May 28, 2015 / 8:47 AM / 2 years ago

UPDATE 1-PayPoint to sell parking and online payment processing companies

(Adds CEO and analyst comments, details, share movement)

By Noor Zainab Hussain

May 28 (Reuters) - Bill payments firm PayPoint Plc said it would sell its parking and online payment processing companies to focus on its retail services businesses in the UK, Ireland and Romania.

Shares in the company rose as much as 5.1 percent on the London Stock Exchange, making the stock the biggest gainer on the FTSE 250 Midcap Index.

Chief Executive Dominic Taylor said PayByPhone, which lets users pay for parking and tolls, was one of the companies to be sold.

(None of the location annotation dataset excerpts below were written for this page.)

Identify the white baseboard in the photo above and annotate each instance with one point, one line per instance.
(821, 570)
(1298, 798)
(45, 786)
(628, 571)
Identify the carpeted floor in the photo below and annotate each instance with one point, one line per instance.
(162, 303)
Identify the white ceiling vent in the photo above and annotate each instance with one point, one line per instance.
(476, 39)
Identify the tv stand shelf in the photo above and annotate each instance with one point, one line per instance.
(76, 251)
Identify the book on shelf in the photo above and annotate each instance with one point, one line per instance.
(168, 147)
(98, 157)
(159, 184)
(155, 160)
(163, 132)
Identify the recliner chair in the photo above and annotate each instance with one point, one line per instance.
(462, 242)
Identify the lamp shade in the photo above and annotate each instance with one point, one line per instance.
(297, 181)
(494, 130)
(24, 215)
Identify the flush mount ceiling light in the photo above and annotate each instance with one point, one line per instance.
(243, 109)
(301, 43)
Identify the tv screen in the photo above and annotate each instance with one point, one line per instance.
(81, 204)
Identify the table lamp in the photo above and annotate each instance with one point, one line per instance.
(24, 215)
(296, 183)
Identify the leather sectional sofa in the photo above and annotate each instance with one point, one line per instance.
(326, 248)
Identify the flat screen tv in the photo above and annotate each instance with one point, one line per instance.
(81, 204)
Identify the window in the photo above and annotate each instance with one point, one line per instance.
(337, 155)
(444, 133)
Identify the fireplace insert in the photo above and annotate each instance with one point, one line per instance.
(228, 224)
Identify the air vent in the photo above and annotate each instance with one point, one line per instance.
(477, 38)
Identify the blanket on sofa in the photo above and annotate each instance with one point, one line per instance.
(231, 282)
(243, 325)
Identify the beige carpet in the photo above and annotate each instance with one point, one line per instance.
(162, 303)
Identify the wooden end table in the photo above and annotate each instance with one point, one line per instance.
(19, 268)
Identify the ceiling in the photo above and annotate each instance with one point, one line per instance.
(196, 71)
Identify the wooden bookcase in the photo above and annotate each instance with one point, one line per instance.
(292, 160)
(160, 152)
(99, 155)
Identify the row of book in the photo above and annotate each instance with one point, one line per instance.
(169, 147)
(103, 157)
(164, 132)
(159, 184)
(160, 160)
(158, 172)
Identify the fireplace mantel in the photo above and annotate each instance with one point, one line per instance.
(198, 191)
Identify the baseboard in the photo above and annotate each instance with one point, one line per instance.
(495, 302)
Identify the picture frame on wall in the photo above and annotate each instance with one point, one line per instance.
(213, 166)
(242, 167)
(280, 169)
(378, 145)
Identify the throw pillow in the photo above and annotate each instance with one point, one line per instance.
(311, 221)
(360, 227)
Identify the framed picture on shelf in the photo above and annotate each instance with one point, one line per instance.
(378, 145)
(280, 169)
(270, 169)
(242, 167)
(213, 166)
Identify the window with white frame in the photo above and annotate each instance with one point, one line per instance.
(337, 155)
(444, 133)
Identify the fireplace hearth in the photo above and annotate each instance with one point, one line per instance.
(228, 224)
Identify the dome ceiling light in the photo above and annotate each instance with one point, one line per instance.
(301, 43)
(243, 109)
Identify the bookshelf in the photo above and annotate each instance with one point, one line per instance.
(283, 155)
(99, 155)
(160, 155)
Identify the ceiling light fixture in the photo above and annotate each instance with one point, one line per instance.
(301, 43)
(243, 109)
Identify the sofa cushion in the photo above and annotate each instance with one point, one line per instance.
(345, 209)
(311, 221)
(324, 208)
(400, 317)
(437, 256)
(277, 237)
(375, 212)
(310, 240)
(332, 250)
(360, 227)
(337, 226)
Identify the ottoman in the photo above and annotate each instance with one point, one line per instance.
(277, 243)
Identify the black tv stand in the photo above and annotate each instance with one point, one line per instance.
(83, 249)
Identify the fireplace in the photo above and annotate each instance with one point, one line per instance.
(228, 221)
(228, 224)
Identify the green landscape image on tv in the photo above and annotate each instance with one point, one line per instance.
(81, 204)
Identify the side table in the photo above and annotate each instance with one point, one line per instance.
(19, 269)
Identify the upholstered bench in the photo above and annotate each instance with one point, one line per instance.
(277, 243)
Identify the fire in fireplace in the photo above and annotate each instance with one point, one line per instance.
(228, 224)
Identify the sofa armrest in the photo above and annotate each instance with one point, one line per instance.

Taylor did not provide financial details of the sale process, but said PayPoint had received interest from “all parts of the industry.”

The two companies accounted for 12 percent of PayPoint’s net revenue last year, Taylor said, adding the online payment company was profitable, while PayByPhone was not.

PayPoint, which provides payments and value added services to utility, transport and retail companies, reported a 8.3 percent rise in net revenue to 123.1 million pounds ($189 million) for the year ended March 31, 2015.

“Selling the market leading but loss making mobile and online business is a logical step that allows upgrades to earnings per share (EPS), a potential material return to shareholders and increased focus on the core business,” Jefferies analysts wrote in a note.

Taylor said there had been “an arms race” to invest in the financial technology space over the last two years, leading to increased competition and less differentiation.

“It is harder to make a return, payback is delayed ... therefore we believe our businesses in parking and online payment are better placed in the hand of another investor of that type that is able to take them forward,” Taylor said.

The business is heavy on investment and PayPoint’s board believes there are better owners elsewhere, the Jefferies analysts pointed out, raising their full-year 2017 EPS estimate by 4 percent.

PayPoint’s strategy after the sale will be to provide a multi-channel payment solution in the UK, Ireland and Romania, where the company has retail businesses, Taylor said.

“In time we will be investing in new countries to grow the retail estate,” he added.

Retailers such as Tesco Express, Spar and Asda use PayPoint’s technology.

The company said its full-year pretax profit rose to 49.6 million pounds, while revenue increased 3 percent to 218.5 million pounds.

PayPoint’s shares were up 3.9 percent at 911.5 pence at 0842 GMT.